Padilha defendeu que as discussões tivessem como um dos princípios o tema da qualidade no SUS e lembrou de algumas mudanças pelas quais o país vem passando que transformam as necessidades de saúde da população. “Em um país onde os acidentes de moto crescem é possível ter escolas que não tenham serviço de urgência e emergência para formar profissionais preparados para essa atenção?”, questionou. De acordo com o ministro, o serviço de saúde e a formação devem se reorientar a partir da perspectiva do usuário. “Cerca de 27% das mulheres relatam terem sofrido algum tipo de violência, seja oral ou de outra natureza, na assistência ao parto. Temos que mudar isso. Meu sonho é ter o celular de cada uma das 3,2 milhões de gestantes brasileiras e expor para o gestor onde ocorreu o problema” afirmou, lembrando que o Ministério da Saúde pretende criar um serviço de ouvidoria ativa para monitorar o problema.

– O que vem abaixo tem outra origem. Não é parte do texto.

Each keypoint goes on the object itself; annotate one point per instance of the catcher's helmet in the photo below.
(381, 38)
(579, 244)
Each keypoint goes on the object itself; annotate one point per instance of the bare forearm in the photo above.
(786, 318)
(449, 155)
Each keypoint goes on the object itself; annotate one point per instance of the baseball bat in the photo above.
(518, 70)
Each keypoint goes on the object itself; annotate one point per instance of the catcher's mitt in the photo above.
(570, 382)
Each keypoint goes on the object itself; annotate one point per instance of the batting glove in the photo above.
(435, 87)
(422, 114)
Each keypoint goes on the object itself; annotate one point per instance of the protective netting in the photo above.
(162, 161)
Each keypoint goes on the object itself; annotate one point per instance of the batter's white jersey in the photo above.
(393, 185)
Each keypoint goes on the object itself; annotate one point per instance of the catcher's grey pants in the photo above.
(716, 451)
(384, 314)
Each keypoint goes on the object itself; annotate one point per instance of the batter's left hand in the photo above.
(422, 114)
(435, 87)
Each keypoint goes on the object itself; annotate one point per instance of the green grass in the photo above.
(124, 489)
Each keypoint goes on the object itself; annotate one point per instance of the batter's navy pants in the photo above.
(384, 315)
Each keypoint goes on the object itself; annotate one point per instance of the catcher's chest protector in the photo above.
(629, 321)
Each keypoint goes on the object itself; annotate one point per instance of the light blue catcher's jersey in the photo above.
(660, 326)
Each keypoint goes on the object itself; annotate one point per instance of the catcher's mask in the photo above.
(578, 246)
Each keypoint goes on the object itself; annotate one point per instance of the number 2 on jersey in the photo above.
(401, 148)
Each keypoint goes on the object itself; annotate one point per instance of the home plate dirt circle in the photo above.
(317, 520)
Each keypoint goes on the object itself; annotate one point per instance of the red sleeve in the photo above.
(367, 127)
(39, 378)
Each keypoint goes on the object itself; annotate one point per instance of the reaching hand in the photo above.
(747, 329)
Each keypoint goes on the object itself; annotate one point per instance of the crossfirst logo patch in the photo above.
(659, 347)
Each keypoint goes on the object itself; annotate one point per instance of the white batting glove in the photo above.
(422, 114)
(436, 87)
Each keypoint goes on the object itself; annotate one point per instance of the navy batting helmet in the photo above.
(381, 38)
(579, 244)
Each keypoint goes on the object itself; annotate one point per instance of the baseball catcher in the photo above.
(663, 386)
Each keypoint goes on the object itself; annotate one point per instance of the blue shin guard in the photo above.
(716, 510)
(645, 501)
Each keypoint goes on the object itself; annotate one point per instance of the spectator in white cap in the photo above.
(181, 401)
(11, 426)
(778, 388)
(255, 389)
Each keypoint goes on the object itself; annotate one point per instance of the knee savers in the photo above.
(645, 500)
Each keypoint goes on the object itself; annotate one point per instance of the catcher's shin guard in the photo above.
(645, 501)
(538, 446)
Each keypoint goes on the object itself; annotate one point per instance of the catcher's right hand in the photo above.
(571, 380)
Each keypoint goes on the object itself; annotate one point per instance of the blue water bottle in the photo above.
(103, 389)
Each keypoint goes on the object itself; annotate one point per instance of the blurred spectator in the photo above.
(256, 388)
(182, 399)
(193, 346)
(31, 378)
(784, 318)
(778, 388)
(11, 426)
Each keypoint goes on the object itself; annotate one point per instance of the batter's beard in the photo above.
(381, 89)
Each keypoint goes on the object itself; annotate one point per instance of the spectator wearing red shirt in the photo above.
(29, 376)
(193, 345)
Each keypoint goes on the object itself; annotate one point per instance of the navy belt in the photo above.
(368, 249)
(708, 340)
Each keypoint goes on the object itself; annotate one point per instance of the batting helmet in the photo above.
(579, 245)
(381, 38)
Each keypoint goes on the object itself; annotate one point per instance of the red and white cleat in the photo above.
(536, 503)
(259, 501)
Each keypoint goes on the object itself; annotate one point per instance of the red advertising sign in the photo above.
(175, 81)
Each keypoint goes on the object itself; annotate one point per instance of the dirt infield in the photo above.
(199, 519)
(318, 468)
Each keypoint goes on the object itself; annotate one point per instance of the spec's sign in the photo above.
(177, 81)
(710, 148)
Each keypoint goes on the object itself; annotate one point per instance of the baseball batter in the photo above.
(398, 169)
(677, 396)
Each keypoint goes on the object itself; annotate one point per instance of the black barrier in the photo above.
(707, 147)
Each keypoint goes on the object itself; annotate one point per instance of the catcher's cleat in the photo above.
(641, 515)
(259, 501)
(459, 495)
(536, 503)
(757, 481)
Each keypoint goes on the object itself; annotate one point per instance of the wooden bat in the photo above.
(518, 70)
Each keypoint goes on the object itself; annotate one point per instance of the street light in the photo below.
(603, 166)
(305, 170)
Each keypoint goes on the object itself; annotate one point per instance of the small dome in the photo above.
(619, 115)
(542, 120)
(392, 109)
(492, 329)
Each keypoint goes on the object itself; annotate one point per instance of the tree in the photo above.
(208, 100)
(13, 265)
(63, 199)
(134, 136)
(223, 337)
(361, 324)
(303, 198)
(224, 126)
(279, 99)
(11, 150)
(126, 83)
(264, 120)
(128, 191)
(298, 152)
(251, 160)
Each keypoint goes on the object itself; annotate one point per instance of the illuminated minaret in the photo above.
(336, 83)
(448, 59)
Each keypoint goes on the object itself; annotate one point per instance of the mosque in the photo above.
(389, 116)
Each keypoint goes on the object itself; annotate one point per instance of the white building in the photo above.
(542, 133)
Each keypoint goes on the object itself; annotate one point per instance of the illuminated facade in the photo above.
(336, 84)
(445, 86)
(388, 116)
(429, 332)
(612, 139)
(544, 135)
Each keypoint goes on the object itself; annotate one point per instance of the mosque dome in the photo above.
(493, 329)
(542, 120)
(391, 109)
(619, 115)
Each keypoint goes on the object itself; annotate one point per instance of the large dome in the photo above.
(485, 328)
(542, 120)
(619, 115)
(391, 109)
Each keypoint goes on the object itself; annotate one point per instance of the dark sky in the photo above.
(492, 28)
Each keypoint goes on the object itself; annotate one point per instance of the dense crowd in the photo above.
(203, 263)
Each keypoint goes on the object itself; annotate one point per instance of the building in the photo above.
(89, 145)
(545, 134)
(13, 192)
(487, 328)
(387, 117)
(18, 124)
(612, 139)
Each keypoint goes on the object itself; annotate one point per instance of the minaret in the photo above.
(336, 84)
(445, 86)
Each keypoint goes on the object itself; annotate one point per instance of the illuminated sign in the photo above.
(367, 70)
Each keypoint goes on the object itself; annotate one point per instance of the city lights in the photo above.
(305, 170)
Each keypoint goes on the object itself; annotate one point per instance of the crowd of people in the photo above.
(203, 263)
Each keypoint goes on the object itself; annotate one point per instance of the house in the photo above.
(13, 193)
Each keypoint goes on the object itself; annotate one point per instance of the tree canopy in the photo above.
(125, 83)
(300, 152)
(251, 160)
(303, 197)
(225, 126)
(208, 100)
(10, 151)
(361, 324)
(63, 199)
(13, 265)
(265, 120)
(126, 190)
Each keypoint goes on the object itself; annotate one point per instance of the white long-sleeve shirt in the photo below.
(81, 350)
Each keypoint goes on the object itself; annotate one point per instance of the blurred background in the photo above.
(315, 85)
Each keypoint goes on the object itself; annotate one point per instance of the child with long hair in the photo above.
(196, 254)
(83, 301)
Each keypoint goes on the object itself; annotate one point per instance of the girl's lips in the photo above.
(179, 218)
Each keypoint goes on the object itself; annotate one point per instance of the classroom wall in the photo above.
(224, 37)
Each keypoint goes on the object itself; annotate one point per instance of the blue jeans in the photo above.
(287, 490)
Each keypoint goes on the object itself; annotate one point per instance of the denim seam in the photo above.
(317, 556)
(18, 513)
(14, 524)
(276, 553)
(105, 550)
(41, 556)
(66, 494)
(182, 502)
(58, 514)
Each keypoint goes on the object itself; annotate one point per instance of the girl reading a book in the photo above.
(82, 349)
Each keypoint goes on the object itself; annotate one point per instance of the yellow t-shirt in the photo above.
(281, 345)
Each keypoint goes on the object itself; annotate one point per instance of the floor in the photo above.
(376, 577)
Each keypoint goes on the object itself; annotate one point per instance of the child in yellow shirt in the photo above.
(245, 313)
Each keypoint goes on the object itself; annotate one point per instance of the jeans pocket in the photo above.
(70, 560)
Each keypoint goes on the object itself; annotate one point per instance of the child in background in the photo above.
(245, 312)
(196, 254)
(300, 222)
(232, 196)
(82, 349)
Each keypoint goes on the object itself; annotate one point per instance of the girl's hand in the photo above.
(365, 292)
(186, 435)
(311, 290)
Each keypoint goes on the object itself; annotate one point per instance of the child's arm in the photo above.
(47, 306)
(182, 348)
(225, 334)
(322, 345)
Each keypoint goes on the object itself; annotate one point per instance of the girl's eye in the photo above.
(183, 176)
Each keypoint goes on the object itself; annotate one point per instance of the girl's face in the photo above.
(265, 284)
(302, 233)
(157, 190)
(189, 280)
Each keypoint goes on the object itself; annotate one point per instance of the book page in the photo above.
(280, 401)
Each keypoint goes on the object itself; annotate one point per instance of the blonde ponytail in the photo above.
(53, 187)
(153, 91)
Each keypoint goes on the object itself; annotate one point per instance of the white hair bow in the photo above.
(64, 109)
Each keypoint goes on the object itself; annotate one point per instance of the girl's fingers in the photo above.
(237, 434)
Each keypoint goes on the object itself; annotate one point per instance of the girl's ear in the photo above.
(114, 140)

O ministro também ponderou que para qualificar o cuidado é preciso que sejam criadas condições para que os trabalhadores prestem esse cuidado. “Os profissionais precisam ter direitos garantidos e condições materiais para exercer a sua prática, sem o sentimento de que se precisarem do apoio diagnóstico, da segunda opinião e da atualização não as terão a seu dispor”.
O papel do Estado na regulação do mercado da saúde também mereceu destaque na fala de Padilha. “A formação vai responder à realidade da escola, do mercado ou do SUS? O mercado não se enfrenta com só formação ou indução financeira. Não se enfrenta o mercado sem uma estratégia pública de regulação. Não existe país com sistema público de saúde sem estratégia de indução. Precisamos dizer quantos profissionais queremos, aonde queremos e quais são as especialidades que queremos, de acordo com as necessidades do SUS”.
Experiências e desafios
A primeira mesa de debates do seminário recebeu o nome de ‘Experiências e Desafios – Limites e Possibilidades sobre o Provimento e Fixação de Profissionais de Saúde’. As exposições foram basicamente divididas entre experiências internacionais e o contexto brasileiro, tendo o primeiro tema sido objeto da palestra do consultor da área de Recursos Humanos da Organização Mundial da Saúde (OMS), Hugo Mercer, e o segundo da fala do secretário de Gestão do Trabalho e da Educação na Saúde, Milton de Arruda Martins.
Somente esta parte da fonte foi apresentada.